In British Columbia, the province hit hardest by these deaths, life expectancy fell for a second year in a row, decreasing by 0.3 years for men and 0.1 years for women from 2016 to 2017, according to Statistics Canada.

In Alberta, the life expectancy for men fell by 0.24 years, and for women 0.1 years, over the same period.

“It is tragic and unacceptable, but not entirely surprising,” said Thomas Kerr, a professor in the department of medicine at the University of British Columbia and a senior scientist at the B.C. Centre on Substance Use.

“It just reinforces that we need to do more, that governments need to do more, and we have to be very weary of the public having overdose fatigue and slowly becoming too accustomed to this problem as a new normal,” Dr. Kerr said.

Life expectancy, the statistical measure of how many years a person can expect to live, is a widely used indicator of a population’s health. Global life expectancy has increased steadily over the past two centuries owing in part to improved sanitation and nutrition, the decline of child mortality, vaccines and antibiotics, and other medical advancements.

According to the new Statistics Canada figures, life expectancy increased in Newfoundland and Labrador, Prince Edward Island, Quebec and Nunavut, while there was no change in Ontario. Older men across Canada are living longer, but these gains are being offset by more deaths among younger men.

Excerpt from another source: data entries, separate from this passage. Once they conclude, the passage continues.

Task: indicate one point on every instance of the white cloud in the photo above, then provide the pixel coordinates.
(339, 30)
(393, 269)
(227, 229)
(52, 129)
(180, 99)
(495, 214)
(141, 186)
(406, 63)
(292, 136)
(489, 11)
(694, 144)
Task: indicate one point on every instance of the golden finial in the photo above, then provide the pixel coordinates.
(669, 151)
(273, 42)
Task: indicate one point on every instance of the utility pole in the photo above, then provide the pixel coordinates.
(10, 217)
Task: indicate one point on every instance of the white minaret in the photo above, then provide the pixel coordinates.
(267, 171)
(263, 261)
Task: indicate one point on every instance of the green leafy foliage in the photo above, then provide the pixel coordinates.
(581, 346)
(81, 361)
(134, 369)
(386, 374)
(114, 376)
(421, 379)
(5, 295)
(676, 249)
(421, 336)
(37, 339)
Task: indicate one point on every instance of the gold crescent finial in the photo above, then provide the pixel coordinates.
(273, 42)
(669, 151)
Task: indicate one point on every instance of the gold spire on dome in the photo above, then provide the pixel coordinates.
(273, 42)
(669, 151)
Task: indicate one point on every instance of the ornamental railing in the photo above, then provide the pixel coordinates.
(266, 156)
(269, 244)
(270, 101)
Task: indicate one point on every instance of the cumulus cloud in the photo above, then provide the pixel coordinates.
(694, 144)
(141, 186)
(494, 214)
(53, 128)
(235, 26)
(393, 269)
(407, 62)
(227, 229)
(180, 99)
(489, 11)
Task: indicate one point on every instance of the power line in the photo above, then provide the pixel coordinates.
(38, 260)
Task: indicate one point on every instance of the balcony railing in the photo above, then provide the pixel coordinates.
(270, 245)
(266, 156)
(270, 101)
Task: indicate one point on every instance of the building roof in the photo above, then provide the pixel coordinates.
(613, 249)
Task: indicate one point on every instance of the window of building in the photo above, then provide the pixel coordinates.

The life expectancy for the average Canadian is 82 years – 84 for women and 80 for men. More than 10,300 people died of apparent opioid-related deaths across Canada between January, 2016, and September, 2018.

That the overdose crisis could halt Canada’s upward life expectancy trend when other unnatural deaths did not – motor vehicle accidents, suicides, murders – speaks to the sheer size of the problem, Dr. Kerr said.

In Vancouver’s Downtown Eastside, the hardest-hit neighbourhood in the country, life expectancy for men dropped by four years to 69.6 from 73.5 in the period from 2010-12 to 2016-17, according to Vancouver Coastal Health.

The United States has recorded three consecutive years of declining life expectancy, due largely to drug overdoses and suicides. The life expectancy for the average resident is 78.6 years.

Gillian Kolla is a PhD candidate in public health at the University of Toronto’s Dalla Lana School of Public Health and a co-ordinator for the Toronto Overdose Prevention Society, whose work focuses on reducing barriers to health care access for marginalized populations.

She says the latest figures underscore the fact that the overdoses are a public health crisis and that governments must respond as such.

The criminalization of people who use drugs poses a significant barrier to accessing health and social services, she said, which has a direct impact on health outcomes. “Decriminalization would be a very large-scale policy response that we could implement that would have a strong impact on the stigma that people who use drugs face.”

Another major policy solution would be to regulate a safer supply of drugs to address the issue of the fentanyl-contaminated illicit drug supply, Ms. Kolla said. “In any other large-scale contamination crisis, you would see people move from a supply that is contaminated to a supply that is safer. For example, we had a large response to lettuce contaminated by E. coli over Christmas last year,” she said.

“But we’re not seeing the same response to the fentanyl crisis – again, partly because we’re dealing with an illicit drug and the stigma that surrounds its use.”

Dr. Kerr said he is hopeful that the public will continue to demand innovation in this area and that policy-makers will do the right thing despite political risk. “To continue to accept the rate of death that’s occurring now is, I think, immoral, and people will look back on us and judge us harshly for our inaction," he said.

Said Ms. Kolla: “Right now, we’re in a situation where we’re very much playing politics with people’s lives, and people are dying by the thousands because of it.”